Ich kenne jede dieser traurigen kleinen Scheißwohnungen von innen, ohne dass ich je drin gewesen wäre. Mit den kaputten Wandschranktüren, die sich nie richtig schieben lassen, egal, wie oft man sie ausrichtet. Mit den rostigen Wasserhähnen, die vielleicht falsch angeschlossen sind, wenn man den kalten aufdreht, kommt warmes Wasser, aber nie heißes, und wenn man den heißen aufdreht, kommt kaltes, aber das Tropfen hört jedenfalls nie auf. Und außerdem gibt es Ratten oder Kakerlaken oder Bettwanzen oder Termiten, aber hoffentlich nur eines davon. Darauf kann man sich einrichten. Man kann sich dran gewöhnen, nachts den Fallen auszuweichen, aber um Gottes willen bitte nicht auch noch chinches de la chingada cama. Nicht sauteure Bezüge für die Matratzen kaufen müssen, die man ein Jahr drauflassen muss, oder die Beine des Bettgestells in kleine Plastikschalen stellen, in die man ein Pulver streut, das man aber nicht einatmen darf, weil es sonst die Lungen zerstört. Mit einer Sorte Ungeziefer kannst du leben, aber nicht mit zweien.
Zwei treiben dich in den Wahnsinn. So schlimm, dass du nie wieder dorthin zurückwillst. Ein großer Kasten von einem Mercedes-SUV, der in dieser Gegend nichts zu suchen hat, biegt vom Harbor Boulevard und kommt auf der anderen Straßenseite in meine Richtung. Er bremst ab, was er auf keinen Fall tun sollte, und ich schüttele den Kopf. Lass es sein, du Idiot. Ich kann das braungebrannte Bleichgesicht des Fahrers von hier sehen. Er sucht den Bürgersteig gegenüber ab, sucht nach seinem Kontaktmann, aber er hat wohl nicht vorher angerufen, es kommt nämlich niemand raus, um ihn zu treffen. Also fährt er weiter. Denn selbst dieser reiche weiße Scheißer vom Hügel oben ist vernünftig genug, sich nicht mit einem Kaffee hinzusetzen und auf den Verkäufer zu warten, bevor er sich abschießt.
Er ist mir total egal. Aber das bedeutet, dass gerade niemand hier was vertickt. Und wenn weniger Leute Geschäfte machen, gibt es vielleicht auch keine Schießerei. Vielleicht hat die DEA doch recht damit, sonntags zuzuschlagen. Jedenfalls hier.
Am Ende der Straße sehe ich das Kreuzfahrtschiff ablegen. Ein schwimmender Wolkenkratzer, der auf der Seite liegt, so sieht das Ding aus. Das Himmelsgrau hat sich nicht verändert.

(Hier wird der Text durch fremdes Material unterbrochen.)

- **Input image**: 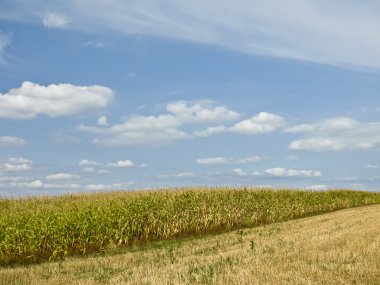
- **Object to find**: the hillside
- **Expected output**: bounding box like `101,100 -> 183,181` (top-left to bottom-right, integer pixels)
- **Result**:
0,205 -> 380,285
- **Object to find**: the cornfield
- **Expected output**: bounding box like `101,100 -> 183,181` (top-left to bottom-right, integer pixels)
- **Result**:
0,188 -> 380,266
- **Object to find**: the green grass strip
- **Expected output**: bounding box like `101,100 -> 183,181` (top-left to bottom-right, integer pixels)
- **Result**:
0,188 -> 380,266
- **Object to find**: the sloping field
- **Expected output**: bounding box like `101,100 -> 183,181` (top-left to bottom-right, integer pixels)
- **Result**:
0,205 -> 380,285
0,188 -> 380,266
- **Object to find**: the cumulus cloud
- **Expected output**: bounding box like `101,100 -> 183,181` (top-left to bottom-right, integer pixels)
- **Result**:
46,173 -> 80,181
156,172 -> 195,179
0,81 -> 113,119
232,168 -> 247,176
365,164 -> 379,169
197,156 -> 262,165
286,117 -> 380,152
42,13 -> 69,28
0,136 -> 27,147
98,116 -> 108,126
264,167 -> 322,177
107,159 -> 135,168
0,0 -> 380,69
0,157 -> 32,172
0,30 -> 12,65
285,155 -> 298,160
193,112 -> 286,137
78,159 -> 99,167
166,101 -> 240,123
28,180 -> 44,189
305,184 -> 329,191
78,101 -> 239,147
230,112 -> 285,135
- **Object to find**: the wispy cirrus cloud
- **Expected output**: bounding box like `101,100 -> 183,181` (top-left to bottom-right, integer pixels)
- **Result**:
0,0 -> 380,69
285,117 -> 380,152
196,155 -> 263,165
0,136 -> 27,147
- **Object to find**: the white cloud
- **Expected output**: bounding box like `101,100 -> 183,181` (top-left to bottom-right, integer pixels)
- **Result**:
289,137 -> 347,151
78,159 -> 99,167
0,81 -> 113,119
82,167 -> 96,173
305,184 -> 329,191
166,101 -> 240,123
286,117 -> 380,152
365,164 -> 379,169
175,172 -> 195,178
232,168 -> 247,176
193,112 -> 285,137
46,173 -> 80,181
197,156 -> 262,165
107,159 -> 135,168
0,136 -> 27,147
98,116 -> 108,126
193,125 -> 228,138
156,172 -> 195,179
85,184 -> 111,191
0,30 -> 12,65
0,0 -> 380,69
285,155 -> 298,160
285,117 -> 360,133
230,112 -> 285,135
264,167 -> 322,177
42,13 -> 69,28
28,180 -> 44,189
50,130 -> 82,144
0,176 -> 27,182
78,101 -> 239,147
43,183 -> 82,190
197,156 -> 228,164
0,157 -> 32,172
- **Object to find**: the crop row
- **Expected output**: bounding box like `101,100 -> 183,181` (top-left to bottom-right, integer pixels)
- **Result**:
0,188 -> 380,266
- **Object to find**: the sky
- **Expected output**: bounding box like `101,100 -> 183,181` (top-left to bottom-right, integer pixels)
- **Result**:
0,0 -> 380,197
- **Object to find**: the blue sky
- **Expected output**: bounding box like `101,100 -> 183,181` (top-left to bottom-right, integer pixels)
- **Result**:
0,0 -> 380,196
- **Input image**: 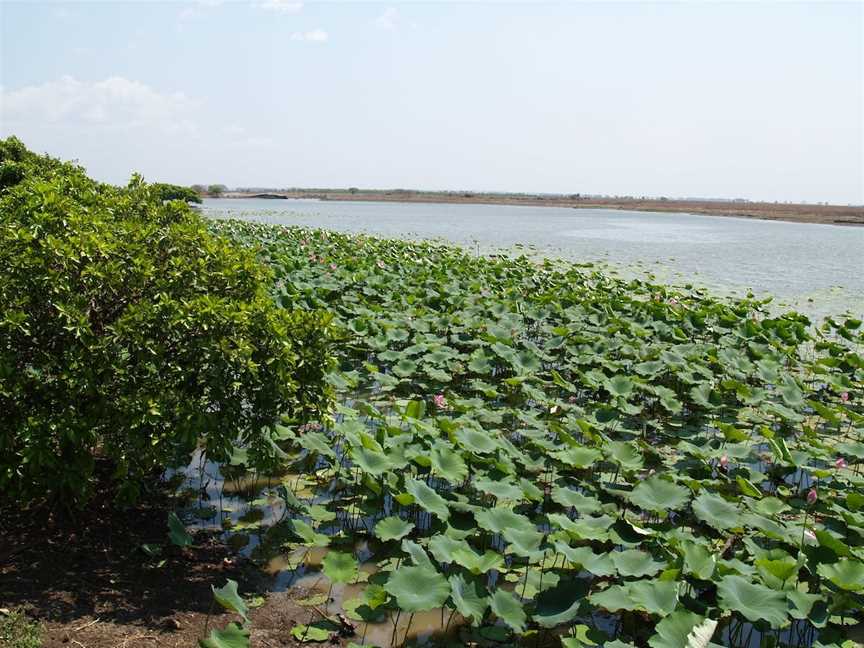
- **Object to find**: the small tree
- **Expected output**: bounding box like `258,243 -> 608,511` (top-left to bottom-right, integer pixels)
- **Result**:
0,138 -> 330,505
152,182 -> 201,203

Überall in L.A. ist es jetzt schlimm, Leute verlieren ihre Arbeit und so, aber hier ist es schlimm, ohne dass es jemand laut sagt. Von außen betrachtet, sieht in Pedro alles gut aus, aber wenn man die Ohren aufsperrt, hört man was. Dass es keine Gelegenheitsjobs mehr für Schauerleute gibt. Schon seit Monaten nicht. Den Gewerkschaften geht es schlecht, weil der Handel schlecht läuft und weil es im Hafen viel weniger Umschlag gibt als früher. Und so was kann man mit Kroaten und Mexikanern nicht machen, Mann. Die kann man nicht einfach ohne Arbeit rumsitzen lassen. Wenn die nicht arbeiten, wenn die kein Essen auf den Tisch bringen, dann verschwinden Lastwagen. Dann geht eine Fracht leichter raus oder kommt leichter rein, als in den Papieren steht. Da wird abgezweigt. Das kriegt man nie zu sehen, weil man dafür Licht bräuchte, und so was wird immer im Dunkeln erledigt.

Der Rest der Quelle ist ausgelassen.